You can imagine my deep initial connection to Dylan when I found out he’d written a world-class album name checking the road—even without the fact that he’s a Nobel Laureate (so was Winston Churchill, who died in 1965). Some said that the 1960s “started” with Highway 61 Revisited. It makes sense—Dylan had introduced the Beatles to marijuana in 1964, and the Fab Four might have landed in New York that same year, but it was in 1965 that they had three of their biggest #1s: “Ticket to Ride,” Help!” and “Yesterday.” The Rolling Stones weren’t far behind, fighting back with “(I Can’t Get No) Satisfaction” and the brilliant, babbling feakout “Get Off of My Cloud.” It was the year popular music finally reflected the desperation and despair the youth were feeling.

Rock wasn’t born as counter-culture music. It was rebellious, sure, but folk music was where the protest happened—that was where you dug deeper than just teenage love, sung about reshaping the world and raged at the status quo. Kennedy had been dead for two years, but the reverb wasn’t felt till Johnson was inducted in ’65 and the Voting Rights Act enacted the same year. That, and Vietnam’s escalating body count, finally ripped the generation gap open enough to bleed.

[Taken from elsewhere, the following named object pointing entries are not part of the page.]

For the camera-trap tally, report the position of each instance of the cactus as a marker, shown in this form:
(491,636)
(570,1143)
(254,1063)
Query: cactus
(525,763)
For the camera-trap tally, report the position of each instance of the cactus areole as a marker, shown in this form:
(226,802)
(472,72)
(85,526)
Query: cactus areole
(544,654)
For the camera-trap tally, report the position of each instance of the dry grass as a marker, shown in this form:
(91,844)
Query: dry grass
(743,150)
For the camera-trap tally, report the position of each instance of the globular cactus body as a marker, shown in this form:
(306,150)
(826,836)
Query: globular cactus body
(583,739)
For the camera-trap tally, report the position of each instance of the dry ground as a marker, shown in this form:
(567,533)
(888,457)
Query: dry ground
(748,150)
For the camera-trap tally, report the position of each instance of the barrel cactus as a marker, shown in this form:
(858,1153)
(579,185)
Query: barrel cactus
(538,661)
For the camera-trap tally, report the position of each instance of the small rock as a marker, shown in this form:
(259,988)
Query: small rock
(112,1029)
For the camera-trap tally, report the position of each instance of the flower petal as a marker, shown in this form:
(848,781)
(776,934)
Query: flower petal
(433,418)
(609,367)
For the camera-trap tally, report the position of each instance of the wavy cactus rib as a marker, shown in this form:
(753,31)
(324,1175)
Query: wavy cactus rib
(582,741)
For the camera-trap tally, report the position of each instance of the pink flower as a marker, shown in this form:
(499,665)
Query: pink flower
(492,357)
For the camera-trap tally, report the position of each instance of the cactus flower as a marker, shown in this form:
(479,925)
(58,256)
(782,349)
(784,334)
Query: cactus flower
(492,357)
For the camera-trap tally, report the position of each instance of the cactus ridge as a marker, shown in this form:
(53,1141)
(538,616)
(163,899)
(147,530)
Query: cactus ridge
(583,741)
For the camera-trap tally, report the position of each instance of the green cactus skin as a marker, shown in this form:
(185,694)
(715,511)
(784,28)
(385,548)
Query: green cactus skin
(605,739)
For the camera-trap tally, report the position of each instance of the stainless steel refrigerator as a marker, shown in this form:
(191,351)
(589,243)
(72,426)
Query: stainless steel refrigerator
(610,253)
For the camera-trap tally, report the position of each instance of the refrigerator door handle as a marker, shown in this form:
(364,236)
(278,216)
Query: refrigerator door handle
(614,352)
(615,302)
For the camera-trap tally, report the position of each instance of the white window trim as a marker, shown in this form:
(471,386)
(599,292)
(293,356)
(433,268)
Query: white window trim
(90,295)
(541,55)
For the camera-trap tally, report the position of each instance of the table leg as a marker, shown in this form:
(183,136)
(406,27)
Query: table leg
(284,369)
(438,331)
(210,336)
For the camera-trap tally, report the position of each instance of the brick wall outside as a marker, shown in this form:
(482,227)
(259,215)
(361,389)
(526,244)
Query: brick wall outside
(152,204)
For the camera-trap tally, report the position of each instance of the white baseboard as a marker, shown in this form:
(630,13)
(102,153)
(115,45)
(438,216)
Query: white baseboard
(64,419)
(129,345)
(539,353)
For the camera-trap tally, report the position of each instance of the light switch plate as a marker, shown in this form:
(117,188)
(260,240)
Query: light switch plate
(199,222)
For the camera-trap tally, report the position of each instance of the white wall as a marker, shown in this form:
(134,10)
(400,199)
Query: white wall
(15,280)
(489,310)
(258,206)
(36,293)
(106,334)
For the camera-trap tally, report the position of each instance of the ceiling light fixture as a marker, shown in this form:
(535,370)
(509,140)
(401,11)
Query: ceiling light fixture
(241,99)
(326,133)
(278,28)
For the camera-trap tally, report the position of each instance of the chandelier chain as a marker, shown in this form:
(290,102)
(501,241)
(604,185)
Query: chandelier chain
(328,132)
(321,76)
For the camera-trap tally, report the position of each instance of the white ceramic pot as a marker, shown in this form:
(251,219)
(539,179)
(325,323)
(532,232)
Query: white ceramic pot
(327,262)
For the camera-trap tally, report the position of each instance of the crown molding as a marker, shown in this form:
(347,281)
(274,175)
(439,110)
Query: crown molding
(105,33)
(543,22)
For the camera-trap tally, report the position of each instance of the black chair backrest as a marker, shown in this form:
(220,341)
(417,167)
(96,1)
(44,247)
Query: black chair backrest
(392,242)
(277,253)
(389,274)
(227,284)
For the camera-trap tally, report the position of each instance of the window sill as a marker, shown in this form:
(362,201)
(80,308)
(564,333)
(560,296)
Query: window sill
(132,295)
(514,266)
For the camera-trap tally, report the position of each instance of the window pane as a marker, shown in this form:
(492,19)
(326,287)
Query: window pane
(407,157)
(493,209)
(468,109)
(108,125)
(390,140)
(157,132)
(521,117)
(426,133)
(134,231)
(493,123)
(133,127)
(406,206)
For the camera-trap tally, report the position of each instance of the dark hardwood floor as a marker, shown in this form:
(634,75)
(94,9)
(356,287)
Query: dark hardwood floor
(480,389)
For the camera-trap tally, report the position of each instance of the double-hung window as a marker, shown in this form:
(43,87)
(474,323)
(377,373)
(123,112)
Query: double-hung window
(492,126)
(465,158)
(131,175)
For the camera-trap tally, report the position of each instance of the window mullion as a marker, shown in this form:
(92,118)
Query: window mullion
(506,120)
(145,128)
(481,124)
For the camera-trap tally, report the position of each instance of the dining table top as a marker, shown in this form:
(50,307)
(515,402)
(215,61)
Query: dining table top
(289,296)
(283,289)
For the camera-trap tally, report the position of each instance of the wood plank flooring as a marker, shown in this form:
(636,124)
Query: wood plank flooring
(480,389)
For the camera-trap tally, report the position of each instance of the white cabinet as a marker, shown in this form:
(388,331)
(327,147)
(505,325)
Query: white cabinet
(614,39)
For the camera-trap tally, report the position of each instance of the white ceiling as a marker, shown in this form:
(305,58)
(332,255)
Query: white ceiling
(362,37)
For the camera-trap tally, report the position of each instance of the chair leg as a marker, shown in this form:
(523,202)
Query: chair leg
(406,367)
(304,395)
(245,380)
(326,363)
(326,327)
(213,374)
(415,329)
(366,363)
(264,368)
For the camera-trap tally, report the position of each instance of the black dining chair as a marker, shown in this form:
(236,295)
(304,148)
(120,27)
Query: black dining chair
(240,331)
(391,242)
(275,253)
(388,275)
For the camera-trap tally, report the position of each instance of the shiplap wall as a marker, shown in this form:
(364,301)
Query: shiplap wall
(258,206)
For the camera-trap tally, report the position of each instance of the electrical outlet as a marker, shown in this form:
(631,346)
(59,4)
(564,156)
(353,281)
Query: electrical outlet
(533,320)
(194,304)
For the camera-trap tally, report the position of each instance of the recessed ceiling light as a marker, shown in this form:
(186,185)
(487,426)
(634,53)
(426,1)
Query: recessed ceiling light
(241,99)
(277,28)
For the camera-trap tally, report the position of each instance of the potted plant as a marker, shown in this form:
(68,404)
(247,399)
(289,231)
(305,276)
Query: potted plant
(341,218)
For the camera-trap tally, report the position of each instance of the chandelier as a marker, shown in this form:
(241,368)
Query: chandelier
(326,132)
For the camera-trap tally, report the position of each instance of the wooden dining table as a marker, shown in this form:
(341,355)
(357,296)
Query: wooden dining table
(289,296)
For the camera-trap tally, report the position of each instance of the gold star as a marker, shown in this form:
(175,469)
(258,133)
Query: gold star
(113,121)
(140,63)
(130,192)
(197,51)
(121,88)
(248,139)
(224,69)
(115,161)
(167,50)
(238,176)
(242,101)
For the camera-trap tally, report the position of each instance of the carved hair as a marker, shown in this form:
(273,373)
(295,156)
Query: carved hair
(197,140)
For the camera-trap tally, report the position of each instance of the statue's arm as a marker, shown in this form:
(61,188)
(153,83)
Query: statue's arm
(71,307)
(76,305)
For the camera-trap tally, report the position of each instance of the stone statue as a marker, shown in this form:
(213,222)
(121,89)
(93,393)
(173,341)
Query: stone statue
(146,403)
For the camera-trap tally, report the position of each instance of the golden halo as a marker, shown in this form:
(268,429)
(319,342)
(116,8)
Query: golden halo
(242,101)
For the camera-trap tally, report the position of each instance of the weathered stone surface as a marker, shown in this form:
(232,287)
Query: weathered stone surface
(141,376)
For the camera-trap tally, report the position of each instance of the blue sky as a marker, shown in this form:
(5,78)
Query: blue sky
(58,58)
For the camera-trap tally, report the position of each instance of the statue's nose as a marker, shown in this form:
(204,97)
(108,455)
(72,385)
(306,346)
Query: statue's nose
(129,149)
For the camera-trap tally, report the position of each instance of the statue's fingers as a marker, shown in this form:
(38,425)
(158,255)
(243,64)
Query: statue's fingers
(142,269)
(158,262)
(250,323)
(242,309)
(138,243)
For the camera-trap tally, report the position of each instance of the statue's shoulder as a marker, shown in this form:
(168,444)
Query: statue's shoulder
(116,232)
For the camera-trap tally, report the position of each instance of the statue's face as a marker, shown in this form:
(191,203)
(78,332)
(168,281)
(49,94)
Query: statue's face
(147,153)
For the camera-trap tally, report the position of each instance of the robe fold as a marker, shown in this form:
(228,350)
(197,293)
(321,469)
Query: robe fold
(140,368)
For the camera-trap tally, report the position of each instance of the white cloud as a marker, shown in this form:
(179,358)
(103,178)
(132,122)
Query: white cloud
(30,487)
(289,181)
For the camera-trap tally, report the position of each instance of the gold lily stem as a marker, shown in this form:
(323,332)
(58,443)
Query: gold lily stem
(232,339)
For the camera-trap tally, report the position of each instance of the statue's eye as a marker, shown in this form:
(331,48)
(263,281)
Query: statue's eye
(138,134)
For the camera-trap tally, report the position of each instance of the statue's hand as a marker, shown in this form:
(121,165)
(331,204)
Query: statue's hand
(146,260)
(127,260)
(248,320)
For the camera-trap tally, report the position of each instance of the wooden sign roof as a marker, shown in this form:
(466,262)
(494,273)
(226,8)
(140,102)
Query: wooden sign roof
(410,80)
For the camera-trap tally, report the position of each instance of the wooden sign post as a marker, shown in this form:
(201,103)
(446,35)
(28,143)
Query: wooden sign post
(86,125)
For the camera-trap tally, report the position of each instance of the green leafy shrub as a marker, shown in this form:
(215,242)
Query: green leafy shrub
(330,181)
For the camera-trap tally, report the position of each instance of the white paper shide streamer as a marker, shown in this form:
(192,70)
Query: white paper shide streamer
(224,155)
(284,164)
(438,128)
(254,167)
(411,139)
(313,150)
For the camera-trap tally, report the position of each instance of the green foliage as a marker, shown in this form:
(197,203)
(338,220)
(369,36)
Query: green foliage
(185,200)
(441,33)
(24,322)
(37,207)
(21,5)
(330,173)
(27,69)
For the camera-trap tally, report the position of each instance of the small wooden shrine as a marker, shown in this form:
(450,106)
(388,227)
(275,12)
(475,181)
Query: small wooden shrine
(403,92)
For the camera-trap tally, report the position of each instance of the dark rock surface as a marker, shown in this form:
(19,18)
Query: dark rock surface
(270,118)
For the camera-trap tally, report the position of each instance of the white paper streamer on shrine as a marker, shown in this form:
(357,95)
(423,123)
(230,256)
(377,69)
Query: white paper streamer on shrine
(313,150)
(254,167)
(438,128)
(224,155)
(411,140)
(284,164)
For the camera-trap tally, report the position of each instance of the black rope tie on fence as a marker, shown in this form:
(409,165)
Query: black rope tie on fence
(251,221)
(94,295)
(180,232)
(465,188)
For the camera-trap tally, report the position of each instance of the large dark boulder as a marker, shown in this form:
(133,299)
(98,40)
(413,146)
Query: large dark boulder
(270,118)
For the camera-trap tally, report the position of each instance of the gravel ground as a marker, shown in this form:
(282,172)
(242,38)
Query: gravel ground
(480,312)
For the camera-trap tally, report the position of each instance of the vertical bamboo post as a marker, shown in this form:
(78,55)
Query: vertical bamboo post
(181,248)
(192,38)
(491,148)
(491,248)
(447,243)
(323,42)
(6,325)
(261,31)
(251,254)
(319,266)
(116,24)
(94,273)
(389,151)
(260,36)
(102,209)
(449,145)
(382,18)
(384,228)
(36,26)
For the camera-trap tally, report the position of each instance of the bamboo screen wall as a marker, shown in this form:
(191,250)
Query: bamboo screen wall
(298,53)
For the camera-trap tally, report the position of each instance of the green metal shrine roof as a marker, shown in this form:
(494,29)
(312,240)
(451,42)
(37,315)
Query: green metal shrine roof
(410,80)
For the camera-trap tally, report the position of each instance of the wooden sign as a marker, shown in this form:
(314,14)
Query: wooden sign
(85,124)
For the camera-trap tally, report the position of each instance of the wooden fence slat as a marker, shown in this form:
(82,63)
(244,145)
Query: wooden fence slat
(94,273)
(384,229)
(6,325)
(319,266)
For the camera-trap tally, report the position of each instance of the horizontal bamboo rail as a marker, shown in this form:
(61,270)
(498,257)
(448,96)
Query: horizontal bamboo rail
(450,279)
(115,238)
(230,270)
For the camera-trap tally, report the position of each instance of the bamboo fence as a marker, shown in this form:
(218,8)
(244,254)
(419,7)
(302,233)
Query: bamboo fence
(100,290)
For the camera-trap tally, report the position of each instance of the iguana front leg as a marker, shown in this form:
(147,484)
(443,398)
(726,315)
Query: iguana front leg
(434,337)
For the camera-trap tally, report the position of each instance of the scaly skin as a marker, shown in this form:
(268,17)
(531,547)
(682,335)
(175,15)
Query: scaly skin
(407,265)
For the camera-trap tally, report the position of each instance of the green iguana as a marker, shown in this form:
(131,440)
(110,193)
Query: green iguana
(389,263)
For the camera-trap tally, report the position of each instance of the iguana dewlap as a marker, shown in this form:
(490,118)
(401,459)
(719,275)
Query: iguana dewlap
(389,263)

Phil Ochs was the real protest music, but Dylan was too, for a time—until he went electric at the contentious Newport Folk Festival when he played three songs with an electric guitar and drums and someone in the crowd yelled “Judas!” and he yelled to the band “Play it fucking loud!” That was the start of my favorite Dylan era, the one beginning with Bringing It All Back Home, which opened breathless and immaculate with “Subterranean Homesick Blues,” and found time for “Mr. Tambourine Man” toward the end, a song I maybe love more than any in the world.


 Unlike the flat and Iowan Highway 61, the Sound of Music opens with ragged, sweeping shots of the Alps; when it was in theaters, teenagers in fatigues were being flown in Chinook helicopters across the sweeping Annamese Mountains (the Phou Luang in Lao, the Dãy Trường Sơn in Vietnamese).

The movie won Best Picture, one of the few deserving of the title, but it was an ostensible “anti-war” musical that decried the Nazis while the same class who championed it cheered on the jailing of those who dared to protest the war or the end of Jim Crow. That was back when the reactionary class posed themselves as protectors of aggressive normalcy, not pseudo-rebellious psychos that manufactured racial conspiracies as an excuse to deport citizens.


 I drive Highway 61 every year, sometimes twice—whenever I can afford to make it home. On the long drives back, over a third of this large country we stole, I sit sickened by the way the world is and has always been. Every year it’s even more, and I can rarely hold hope for the next time.

As my time on the Earth wanes, it’s not Bob Dylan I turn to anymore, but Nina Simone. Hers is a clean and clarifying truth, the kind stark enough to carry prison potential—both then and now. There’s a morbid comfort when you learn the violence you recognize isn't new to your lifetime; that others hold grief as inescapable as yours. The hills may be alive, but the Nazis never leave—and strange fruit is never far from hanging again.